Wait, does it really take 5 steps to get from the desk to that round/square/rectangular thing on the floor lovingly known in offices around the world as the "round file"?
Well, if you're a writer and you are hoping to get that piece you've spent hours, nay, weeks, years, toiling over, from your humble desk (or laptop) and onto that of a wonderful, intelligent and brilliant Editor who will cherish it, rave over it, love it as much as you do, then the answer is yes, there may be 5 steps from desk to round file.
So, want to avoid the black hole called the delete button? Here are the steps to avoid!
Step 1. The fastest way to get your writing off my desk and into the trash - Don't follow a publisher's posted Submission Guidelines! We didn't mean you when we said "No more than 4 pages", or "A 300 word synopsis of the story – please cover the beginning, middle and the end of the story." TRUTH Yes, those are there for you! We didn't spend hours toiling over them just for fun. They may seem like arbitrary rules to you, but they are born from years of slogging through submissions looking for that gem. Give your writing a fighting chance - follow the rules!
Step 2. Sitting down to start that story at long last? Well, don't plan your story out ahead of time. That's for amateurs. It's so much better to just let the story run it's own course. Outlines are for chumps. TRUTH An outline is just that - an outline. A road map to get you from beginning to end without missing the middle or losing any interesting, important characters or information along the way. An outline is NOT carved in stone. It can and probably should change along the way as the story evolves. But it sure is nice to have a few road signs along the way! A well-crafted story demands no less.
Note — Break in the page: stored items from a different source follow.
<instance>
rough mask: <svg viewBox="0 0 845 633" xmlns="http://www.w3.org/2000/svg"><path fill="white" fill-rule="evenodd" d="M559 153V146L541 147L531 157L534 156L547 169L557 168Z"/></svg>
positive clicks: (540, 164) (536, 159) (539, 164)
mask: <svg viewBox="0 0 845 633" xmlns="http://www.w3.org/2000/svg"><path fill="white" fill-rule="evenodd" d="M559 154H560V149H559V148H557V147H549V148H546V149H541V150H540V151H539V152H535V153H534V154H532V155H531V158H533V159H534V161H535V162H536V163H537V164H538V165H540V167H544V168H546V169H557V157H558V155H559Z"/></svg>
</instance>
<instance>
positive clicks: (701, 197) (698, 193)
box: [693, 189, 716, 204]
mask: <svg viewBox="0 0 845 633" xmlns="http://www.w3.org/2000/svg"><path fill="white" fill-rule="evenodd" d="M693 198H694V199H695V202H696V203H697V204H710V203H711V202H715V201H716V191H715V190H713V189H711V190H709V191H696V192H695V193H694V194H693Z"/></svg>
Step 3. OK, so you read the Guidelines, wrote an outline, but you still want to take the fast route to the shredder? Easy, just ramble. Aimlessly. For pages. About nothing of any import to the story at all. TRUTH Cleanliness may be next to Godliness, but to me brevity is king! Make your point. Don't blather. Be concise. I'd much rather ask you to expand a passage then have to use up all my precious blue pencils editing out a lot of useless, meandering.
Step 4. Don't use a dictionary! Avoid them like the plague. If that editor is worth anything at all they should be able to read your mind and figure out what you really meant to say. It's more important to have lots of polysyllabic words peppering your piece than it is to be clear about what you are saying. TRUTH Unless one of your characters is a linguistics professor, stay away from those supercalifragilisticexpialidocious words. Not sure you are using the right word? Look it up! Even words you are "pretty sure" are right - double check them. Please don't try and impress me with your huge vocabulary. If you are using words incorrectly - trust me - I won't be impressed, but maybe our cleaning guy will be.
Step 5. You still want to line the bottom of my recycling bin? OK, then don't proofread your work C A R E F U L L Y before you send it to me. In fact, don't have anyone look it over before you send it off to me. Leave words out of your sentences. Season your work with grammatical errors and misspellings. Don't check your punctuation. In fact, don't use any at all. Please. Really, our recycling center is starving for your work! TRUTH Will I forgive a mistake here and there? Yes, as long as here is not less than 4 pages from there. Everyone makes mistakes. Everyone. Always double-, triple-, quadruple-check your work. Think you've found every error? Now have a professional copyeditor or an English teacher check it.
Will all of this guarantee that I will love your work, offer you a gazillion dollar advance and a 20 book contract? No, but it will assure that your writing doesn't do the quickstep from your desk to my round file!